The rupee eased after rising to its strongest in more than a week on Thursday, as traders shifted focus to lower Asian stocks from a weaker dollar.
At 10:30 am (0500 GMT), the partially convertible rupee was at 46.24/25 per dollar after hitting 46.1350, its strongest since November 17. It closed at 46.21/22 on Wednesday. The dollar fell to a 14-year low versus the yen and hit a 1-1/2 year low on the Swiss franc.
"That was the trigger for the rupee to open strong. But going forward we see little recovery with stocks in Asia trading weak," said a trader with a foreign bank.

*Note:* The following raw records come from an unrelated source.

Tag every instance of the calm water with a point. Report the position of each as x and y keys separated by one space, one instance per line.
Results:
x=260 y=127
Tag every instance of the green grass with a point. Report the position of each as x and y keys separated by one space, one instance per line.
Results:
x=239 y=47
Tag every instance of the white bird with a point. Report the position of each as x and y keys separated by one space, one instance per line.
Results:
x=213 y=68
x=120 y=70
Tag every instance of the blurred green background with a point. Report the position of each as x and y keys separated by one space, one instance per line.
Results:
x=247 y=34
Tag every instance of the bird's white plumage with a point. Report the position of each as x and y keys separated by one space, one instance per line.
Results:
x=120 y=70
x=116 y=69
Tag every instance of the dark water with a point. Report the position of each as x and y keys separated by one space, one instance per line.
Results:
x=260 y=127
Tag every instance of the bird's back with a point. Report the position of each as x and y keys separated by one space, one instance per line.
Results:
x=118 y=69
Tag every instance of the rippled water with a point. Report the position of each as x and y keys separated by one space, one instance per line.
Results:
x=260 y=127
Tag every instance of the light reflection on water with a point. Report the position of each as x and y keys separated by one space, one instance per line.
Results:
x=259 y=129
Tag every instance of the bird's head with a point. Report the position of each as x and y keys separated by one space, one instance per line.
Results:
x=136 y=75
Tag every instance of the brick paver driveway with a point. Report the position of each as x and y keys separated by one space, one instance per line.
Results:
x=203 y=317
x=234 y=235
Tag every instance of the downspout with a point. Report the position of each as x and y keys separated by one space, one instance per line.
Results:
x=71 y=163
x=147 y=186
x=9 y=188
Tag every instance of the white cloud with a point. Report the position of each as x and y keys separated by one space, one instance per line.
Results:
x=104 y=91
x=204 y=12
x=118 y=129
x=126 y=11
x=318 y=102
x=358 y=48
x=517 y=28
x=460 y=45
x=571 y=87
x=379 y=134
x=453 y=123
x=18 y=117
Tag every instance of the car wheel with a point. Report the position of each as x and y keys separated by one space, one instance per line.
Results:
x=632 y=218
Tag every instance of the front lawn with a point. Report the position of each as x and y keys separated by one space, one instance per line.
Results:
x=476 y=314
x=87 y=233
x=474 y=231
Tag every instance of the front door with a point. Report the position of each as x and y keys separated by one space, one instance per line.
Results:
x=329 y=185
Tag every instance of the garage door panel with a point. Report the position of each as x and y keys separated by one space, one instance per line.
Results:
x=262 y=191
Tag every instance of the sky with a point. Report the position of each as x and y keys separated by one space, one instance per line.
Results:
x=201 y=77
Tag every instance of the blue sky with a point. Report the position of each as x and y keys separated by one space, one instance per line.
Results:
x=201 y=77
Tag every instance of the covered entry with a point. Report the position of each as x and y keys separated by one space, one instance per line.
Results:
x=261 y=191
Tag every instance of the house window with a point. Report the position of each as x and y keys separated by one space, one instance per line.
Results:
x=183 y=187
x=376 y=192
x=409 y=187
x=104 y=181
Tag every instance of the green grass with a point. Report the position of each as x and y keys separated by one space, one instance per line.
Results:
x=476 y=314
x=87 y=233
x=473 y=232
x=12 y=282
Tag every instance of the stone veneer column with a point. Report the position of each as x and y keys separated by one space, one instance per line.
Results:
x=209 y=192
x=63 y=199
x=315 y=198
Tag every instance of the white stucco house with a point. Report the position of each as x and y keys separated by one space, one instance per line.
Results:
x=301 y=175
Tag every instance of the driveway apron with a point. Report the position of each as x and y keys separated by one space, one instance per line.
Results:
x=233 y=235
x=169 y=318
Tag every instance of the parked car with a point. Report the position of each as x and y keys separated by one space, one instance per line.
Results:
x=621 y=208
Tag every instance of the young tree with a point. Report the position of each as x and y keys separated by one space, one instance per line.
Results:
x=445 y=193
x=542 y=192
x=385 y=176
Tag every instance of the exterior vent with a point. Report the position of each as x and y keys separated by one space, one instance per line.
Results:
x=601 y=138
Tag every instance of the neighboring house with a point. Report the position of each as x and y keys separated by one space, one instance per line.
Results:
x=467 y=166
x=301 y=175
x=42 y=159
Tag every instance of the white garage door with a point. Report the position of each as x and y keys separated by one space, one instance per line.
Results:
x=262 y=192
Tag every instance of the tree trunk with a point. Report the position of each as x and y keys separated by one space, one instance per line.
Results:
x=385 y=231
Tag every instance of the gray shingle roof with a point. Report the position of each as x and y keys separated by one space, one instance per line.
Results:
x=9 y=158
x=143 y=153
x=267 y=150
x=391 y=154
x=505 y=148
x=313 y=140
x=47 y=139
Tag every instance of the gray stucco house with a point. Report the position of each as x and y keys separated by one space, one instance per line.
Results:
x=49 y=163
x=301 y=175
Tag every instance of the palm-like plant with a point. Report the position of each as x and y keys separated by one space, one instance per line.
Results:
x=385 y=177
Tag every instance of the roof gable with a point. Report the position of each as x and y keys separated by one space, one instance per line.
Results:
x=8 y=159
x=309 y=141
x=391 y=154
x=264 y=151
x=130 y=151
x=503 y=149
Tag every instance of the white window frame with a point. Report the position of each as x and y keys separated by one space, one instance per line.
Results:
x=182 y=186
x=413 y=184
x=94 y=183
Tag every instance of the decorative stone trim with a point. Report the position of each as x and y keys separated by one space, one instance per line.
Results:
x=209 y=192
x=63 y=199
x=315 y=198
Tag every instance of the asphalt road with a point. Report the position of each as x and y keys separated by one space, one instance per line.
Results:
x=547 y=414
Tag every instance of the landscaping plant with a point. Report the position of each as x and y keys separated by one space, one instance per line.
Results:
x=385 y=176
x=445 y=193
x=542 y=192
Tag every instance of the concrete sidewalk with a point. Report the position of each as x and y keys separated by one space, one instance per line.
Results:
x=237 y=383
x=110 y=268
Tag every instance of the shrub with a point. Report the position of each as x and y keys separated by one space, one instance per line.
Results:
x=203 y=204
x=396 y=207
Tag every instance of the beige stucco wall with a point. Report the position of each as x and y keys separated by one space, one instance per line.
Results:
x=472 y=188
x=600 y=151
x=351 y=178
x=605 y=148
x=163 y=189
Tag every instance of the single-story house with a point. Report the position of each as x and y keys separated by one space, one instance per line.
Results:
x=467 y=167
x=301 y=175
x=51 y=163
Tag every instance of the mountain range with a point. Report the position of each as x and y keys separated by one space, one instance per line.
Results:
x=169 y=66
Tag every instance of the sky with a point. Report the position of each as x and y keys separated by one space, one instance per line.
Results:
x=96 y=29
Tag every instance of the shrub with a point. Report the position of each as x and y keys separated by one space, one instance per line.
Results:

India's benchmark BSE index opened weaker, tracking other markets like Tokyo's Nikkei, Hong Kong's Hang Seng and Seoul's Kospi.
Foreign portfolio buying of about USD 15.3 billion of stocks this year has helped the rupee rise nearly 13% from a record low of 52.2 in early March.
India can absorb USD 100 billion of capital inflows, nearly double what is expected this year, before it needed to take strong restrictive measures, C. Rangarajan, chairman of the prime minister's Economic Advisory Council, told Reuters on Tuesday.
One-month offshore non-deliverable forward rupee contracts were at 46.25/35.